"We used Hubble's exceptional resolution to peer close to Pluto and pick out two small moons that had eluded detection for more than 75 years," says Hal Weaver, an astrophysicist at Johns Hopkins University and the discovery team leader. "That was somewhat surprising because ground-based observers had been trying for more than a decade to find new satellites around Pluto," adds astronomer Max Mutchler of the Space Telescope Science Institute, the first to see the moons in Hubble's images.
Based on their brightness--and assuming that their surfaces are about as reflective as Charon's--the scientists believe the two moons are roughly 38 miles and 29 miles in diameter. Given that they share Pluto's distance from the sun--roughly three billion miles--but are 4,000 times fainter, it is not surprising that the satellites eluded detection until now, the researchers say.

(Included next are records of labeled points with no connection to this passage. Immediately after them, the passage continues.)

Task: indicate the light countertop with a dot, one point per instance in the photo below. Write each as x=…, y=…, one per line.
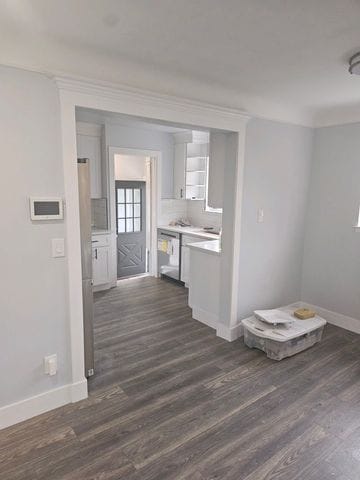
x=194, y=231
x=99, y=231
x=213, y=247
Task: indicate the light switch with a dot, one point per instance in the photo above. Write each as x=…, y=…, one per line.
x=260, y=215
x=58, y=247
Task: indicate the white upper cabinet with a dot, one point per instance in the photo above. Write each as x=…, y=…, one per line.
x=217, y=158
x=88, y=139
x=179, y=171
x=190, y=165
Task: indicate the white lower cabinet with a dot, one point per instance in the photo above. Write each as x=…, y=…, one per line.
x=185, y=264
x=101, y=262
x=185, y=256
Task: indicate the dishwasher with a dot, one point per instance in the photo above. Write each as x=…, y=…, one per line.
x=169, y=254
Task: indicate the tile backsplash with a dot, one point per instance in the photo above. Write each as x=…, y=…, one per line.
x=171, y=210
x=194, y=210
x=99, y=217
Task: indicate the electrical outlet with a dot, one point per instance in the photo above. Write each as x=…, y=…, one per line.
x=58, y=247
x=50, y=365
x=260, y=215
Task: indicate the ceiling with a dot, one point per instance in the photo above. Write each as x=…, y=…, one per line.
x=279, y=59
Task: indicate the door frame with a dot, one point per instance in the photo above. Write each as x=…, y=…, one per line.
x=153, y=194
x=77, y=92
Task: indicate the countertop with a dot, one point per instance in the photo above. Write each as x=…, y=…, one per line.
x=99, y=231
x=194, y=231
x=213, y=247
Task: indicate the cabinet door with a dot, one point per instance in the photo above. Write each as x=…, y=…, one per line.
x=89, y=146
x=101, y=265
x=179, y=171
x=185, y=264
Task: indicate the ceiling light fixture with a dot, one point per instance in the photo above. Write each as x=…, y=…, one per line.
x=354, y=64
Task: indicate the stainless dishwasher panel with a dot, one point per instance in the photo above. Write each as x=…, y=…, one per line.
x=169, y=260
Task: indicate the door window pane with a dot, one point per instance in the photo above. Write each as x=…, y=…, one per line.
x=129, y=210
x=129, y=197
x=121, y=195
x=136, y=209
x=136, y=194
x=129, y=225
x=121, y=210
x=121, y=225
x=137, y=225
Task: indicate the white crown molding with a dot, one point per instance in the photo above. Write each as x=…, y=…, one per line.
x=124, y=93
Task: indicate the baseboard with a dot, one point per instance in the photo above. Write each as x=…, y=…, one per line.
x=229, y=333
x=343, y=321
x=44, y=402
x=205, y=317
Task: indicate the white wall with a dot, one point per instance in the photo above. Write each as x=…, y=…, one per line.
x=129, y=137
x=276, y=178
x=130, y=167
x=33, y=290
x=199, y=217
x=331, y=273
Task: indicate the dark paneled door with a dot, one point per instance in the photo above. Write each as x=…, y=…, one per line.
x=130, y=228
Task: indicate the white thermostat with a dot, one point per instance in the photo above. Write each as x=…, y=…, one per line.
x=46, y=208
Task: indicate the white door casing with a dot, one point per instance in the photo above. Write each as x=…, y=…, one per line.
x=107, y=97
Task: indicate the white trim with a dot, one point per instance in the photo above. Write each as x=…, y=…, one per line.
x=208, y=318
x=338, y=319
x=237, y=228
x=155, y=192
x=88, y=129
x=75, y=93
x=150, y=104
x=38, y=404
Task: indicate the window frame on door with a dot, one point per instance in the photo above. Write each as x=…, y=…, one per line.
x=132, y=203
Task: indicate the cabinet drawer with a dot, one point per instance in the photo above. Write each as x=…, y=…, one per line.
x=100, y=240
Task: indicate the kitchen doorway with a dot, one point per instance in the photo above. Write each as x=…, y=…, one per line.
x=134, y=202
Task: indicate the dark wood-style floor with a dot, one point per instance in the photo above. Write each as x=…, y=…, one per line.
x=170, y=400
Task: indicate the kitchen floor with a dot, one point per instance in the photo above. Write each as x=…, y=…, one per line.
x=170, y=400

Dubbed S2005 P1 and S2005 P2 while awaiting proper names, the two moons share the same orbital plane as Charon, albeit with much longer orbits. The team thus suspects that they may have formed from the same collision--imagined by an artist in the image above--that is theorized to have created the binary Pluto-Charon planetary system. The moons may also be a source for dust that coalesces into rings around Pluto before dispersing. "If Pluto's small moons generate debris rings from impacts on their surfaces, as we predict, it would open up a whole new class of study because it would constitute the first ring system seen around a solid body," notes Bill Merline, team member from the Southwest Research Institute.
The New Horizons mission--launched on January 19 and scheduled to fly by Pluto in July 2015--will provide the definitive glimpse of these newest members of the solar system. But in the interim, additional observations by Hubble may provide more details. Ultimately, it may prove that Kuiper belt objects like Pluto, 2003 UB313, and the Centaurs--which have been pushed into orbits closer to the sun--typically have multiple moons. Or even rings.